Matt Mahoney is one of the organizers of the Prize for Compressing Human Knowledge (Hutter prize), with Jim Bowery and Marcus Hutter. The prize is awarded to progress in compressing 1GB of Wikipedia text, so let us try to work out an example from it.
We read in the Wikipedia that Marcus Hutter was born "April 14, 1967". From our prior knowledge of the world (or reading the Wikipedia!), we know there are $12$ months per year, up to $31$ days per month and we are in $2022$ now, luckily close to $2048$. Therefore, we can safely use $4$ bits for the month ($2^4>12$), $5$ for the day ($2^5>31$) and $11$ for the year ($2^{11}>2022$), totalling $20$ bits for a lossless compression of a birth date (CE).
The original string "April 14, 1967" is $14$ characters long, so $112$ bits assuming $8$ bits/character.

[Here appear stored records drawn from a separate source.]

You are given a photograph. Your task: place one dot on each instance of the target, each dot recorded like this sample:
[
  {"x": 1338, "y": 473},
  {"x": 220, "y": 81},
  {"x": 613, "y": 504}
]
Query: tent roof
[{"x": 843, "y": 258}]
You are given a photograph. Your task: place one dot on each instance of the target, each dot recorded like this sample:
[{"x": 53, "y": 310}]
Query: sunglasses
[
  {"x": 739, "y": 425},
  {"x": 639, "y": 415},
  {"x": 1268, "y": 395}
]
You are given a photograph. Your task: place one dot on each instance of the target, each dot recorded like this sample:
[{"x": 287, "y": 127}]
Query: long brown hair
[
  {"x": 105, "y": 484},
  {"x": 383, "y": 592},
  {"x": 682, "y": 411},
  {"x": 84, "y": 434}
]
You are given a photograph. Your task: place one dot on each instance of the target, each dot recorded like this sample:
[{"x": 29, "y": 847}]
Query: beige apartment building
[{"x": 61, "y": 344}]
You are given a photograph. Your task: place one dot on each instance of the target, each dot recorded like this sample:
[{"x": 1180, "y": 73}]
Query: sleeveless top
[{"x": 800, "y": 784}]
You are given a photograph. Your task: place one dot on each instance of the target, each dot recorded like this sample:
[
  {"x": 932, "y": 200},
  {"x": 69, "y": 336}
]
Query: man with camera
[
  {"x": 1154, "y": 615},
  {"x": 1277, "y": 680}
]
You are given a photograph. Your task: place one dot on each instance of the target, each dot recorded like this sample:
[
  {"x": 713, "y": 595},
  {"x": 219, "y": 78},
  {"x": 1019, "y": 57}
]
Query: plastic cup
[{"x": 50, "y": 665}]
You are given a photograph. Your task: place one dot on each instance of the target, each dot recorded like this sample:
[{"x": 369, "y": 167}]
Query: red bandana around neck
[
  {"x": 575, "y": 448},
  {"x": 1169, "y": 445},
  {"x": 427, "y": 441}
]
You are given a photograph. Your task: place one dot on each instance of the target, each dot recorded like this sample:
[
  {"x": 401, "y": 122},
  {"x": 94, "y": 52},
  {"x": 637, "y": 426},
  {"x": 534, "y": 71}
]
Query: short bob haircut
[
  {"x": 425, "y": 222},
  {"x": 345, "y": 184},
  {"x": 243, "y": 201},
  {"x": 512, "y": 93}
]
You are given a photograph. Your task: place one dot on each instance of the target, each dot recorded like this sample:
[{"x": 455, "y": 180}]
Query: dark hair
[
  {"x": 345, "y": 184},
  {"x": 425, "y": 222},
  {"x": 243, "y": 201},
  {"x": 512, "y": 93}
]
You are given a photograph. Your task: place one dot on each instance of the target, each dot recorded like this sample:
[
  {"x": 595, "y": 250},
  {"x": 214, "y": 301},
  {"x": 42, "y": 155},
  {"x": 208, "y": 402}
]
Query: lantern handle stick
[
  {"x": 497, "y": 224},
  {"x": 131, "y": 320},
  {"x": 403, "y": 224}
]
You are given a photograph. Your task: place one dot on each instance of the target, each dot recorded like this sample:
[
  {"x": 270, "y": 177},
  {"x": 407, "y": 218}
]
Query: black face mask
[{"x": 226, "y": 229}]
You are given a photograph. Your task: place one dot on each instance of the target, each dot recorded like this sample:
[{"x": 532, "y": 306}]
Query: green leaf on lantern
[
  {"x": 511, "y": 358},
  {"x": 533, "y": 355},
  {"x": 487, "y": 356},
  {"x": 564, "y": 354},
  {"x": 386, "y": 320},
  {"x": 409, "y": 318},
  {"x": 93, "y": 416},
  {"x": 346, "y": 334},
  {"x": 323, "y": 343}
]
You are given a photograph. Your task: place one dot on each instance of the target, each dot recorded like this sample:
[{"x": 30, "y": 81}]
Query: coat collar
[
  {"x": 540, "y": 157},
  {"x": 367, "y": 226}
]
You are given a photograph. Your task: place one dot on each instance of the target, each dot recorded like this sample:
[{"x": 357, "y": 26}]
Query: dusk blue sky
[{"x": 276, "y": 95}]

Thus some understanding of this tiny bit of information gets a $\frac{112}{20}$ compression factor, about $5.6$. Maybe the comparison makes little sense here, but $5.6$ is similar to the initial $5.46$ compression factor by Matt Mahoney. Of course there are a lot of much more complex information structures in the Wikipedia. Besides, the month length can go up and down some characters, so this sample value is far from a constant for all dates.
Anyway, hopefully this simple example shows some relationship between text compression and understanding.